By treating myth, Blücher was drawing out an element of Jaspers' Axial theory that is not fully explored in the latter's own writings. Jaspers believed that the period preceding the Axial Age was "the Mythical Age," an era of "tranquility and self-evidence" in which mankind understood existence in terms of mythical images. The Axial Age, in contrast, represented the triumph of "rationality and rationally clarified experience…(logos against mythos)" (OGH 3). Humans gained awareness of their own subjectivity and achieved a new level of historical consciousness and self-reflection, which Jaspers characterized as the recognition of "Being as a whole" (OGH 2).
It is hard to tell exactly which elements of Blücher's philosophy result from the influence of Jaspers' work, and which are remarkably similar, yet independent insights. Blücher appears to have concluded independently from Jaspers that the trends of development in Indian and Chinese philosophy paralleled those of European philosophy. The simultaneous turn of these two men towards Chinese and Indian philosophy during an almost hopeless period in European history is perhaps unsurprising. Just as China had become "almost a second homeland" for Jaspers during the war by offering help in "reflecting on the very basic elements of human life," it had fulfilled much the same role for Blücher in that dark period.

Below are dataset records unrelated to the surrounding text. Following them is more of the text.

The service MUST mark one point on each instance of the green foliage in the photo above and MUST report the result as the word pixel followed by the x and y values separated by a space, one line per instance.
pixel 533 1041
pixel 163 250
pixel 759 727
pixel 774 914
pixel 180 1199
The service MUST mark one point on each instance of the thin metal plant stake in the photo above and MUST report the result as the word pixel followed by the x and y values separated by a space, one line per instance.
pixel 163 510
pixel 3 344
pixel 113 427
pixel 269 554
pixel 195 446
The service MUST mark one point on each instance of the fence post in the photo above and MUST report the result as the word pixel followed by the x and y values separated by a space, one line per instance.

Again and again, there are strange and compelling parallels in the intellectual projects of Blücher and Jaspers. The former is clearly a disciple of the latter, who recognized in him a kindred spirit when it came to the importance of a specific type of education, and particularly with regard to the pedagogical centrality of philosophy. When Blücher was considering retirement, Jaspers wrote to Arendt, "his teaching must not stop. He is irreplaceable."

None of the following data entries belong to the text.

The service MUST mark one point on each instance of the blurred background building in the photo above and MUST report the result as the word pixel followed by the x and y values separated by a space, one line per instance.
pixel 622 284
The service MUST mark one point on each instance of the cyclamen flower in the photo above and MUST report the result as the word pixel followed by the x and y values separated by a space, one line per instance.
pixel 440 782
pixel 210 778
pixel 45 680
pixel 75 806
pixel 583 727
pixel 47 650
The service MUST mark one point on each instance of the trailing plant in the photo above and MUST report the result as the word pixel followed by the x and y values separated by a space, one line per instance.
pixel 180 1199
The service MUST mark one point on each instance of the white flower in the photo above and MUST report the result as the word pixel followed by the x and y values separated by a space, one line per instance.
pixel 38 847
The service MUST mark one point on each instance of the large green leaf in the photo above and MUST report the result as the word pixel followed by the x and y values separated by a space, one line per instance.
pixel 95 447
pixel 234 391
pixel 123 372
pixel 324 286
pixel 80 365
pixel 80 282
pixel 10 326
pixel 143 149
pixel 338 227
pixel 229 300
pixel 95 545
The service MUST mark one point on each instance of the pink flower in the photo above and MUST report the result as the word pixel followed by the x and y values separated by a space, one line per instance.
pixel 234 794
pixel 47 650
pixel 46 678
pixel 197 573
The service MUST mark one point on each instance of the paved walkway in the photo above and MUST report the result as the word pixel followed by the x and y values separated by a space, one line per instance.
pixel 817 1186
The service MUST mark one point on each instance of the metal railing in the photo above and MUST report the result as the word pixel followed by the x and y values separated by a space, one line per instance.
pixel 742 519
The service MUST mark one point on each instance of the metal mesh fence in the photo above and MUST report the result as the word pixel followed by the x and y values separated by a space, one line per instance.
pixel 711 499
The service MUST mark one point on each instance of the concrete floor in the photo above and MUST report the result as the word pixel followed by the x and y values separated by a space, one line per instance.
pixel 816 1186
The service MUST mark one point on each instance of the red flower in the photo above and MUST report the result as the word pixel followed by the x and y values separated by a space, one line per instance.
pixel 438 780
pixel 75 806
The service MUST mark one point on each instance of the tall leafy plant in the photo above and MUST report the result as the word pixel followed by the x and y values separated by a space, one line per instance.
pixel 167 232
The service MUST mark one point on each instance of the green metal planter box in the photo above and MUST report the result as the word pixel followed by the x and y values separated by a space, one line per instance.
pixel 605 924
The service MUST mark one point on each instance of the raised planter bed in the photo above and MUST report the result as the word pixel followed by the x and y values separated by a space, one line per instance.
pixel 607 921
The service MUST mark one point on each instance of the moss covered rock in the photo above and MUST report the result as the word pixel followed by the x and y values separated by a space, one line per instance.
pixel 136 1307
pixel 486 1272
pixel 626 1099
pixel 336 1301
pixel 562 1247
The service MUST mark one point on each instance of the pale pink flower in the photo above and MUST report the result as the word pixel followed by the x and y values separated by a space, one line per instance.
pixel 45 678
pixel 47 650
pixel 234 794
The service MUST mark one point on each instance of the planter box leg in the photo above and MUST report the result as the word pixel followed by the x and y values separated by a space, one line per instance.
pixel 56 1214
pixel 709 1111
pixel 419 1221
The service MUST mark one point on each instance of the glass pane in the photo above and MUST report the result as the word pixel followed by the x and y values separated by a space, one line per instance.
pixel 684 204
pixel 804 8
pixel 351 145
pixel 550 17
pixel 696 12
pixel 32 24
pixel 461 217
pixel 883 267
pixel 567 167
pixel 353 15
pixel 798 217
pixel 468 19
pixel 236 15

Blücher's colleagues at Bard College believed so too. Impressive to everyone whom he had met, he became a fixture of this institution, overseeing the Common Course for fifteen years. Visiting faculty, including Saul Bellow, hailed him as being a genius. He exercised tremendous influence on his students, as it is attested by their repeated attempts to publish his course lectures posthumously. All this strongly suggests that although Jaspers' program for education has often been discounted as hopelessly impractical, it may not, after all, be impossible to implement it. Blücher was able to successfully run the Common Course for fifteen years, which proves, a fortiori, that approaching Jaspers' texts as valuable tools for pedagogical method, as they were intended to be, is hardly a fool's errand. That is no small revelation, especially in current times, when the concerns shared by Jaspers and Blücher about the problems inherent in technical education that is divorced from philosophical awareness of human existence and the limits of science seem increasingly relevant. Academic disciplines that do not belong to the heavily endorsed fields of science, technology, engineering, and mathematics (STEM) face declining enrollments, budget cuts, and in some cases even their elimination from the curriculum altogether. In Jaspers' and Blücher's common projects one finds a spirited defense of the value of a philosophically-inclined education that is decisive in upholding the university as a place for free inquiry and for inspiring a life of the mind.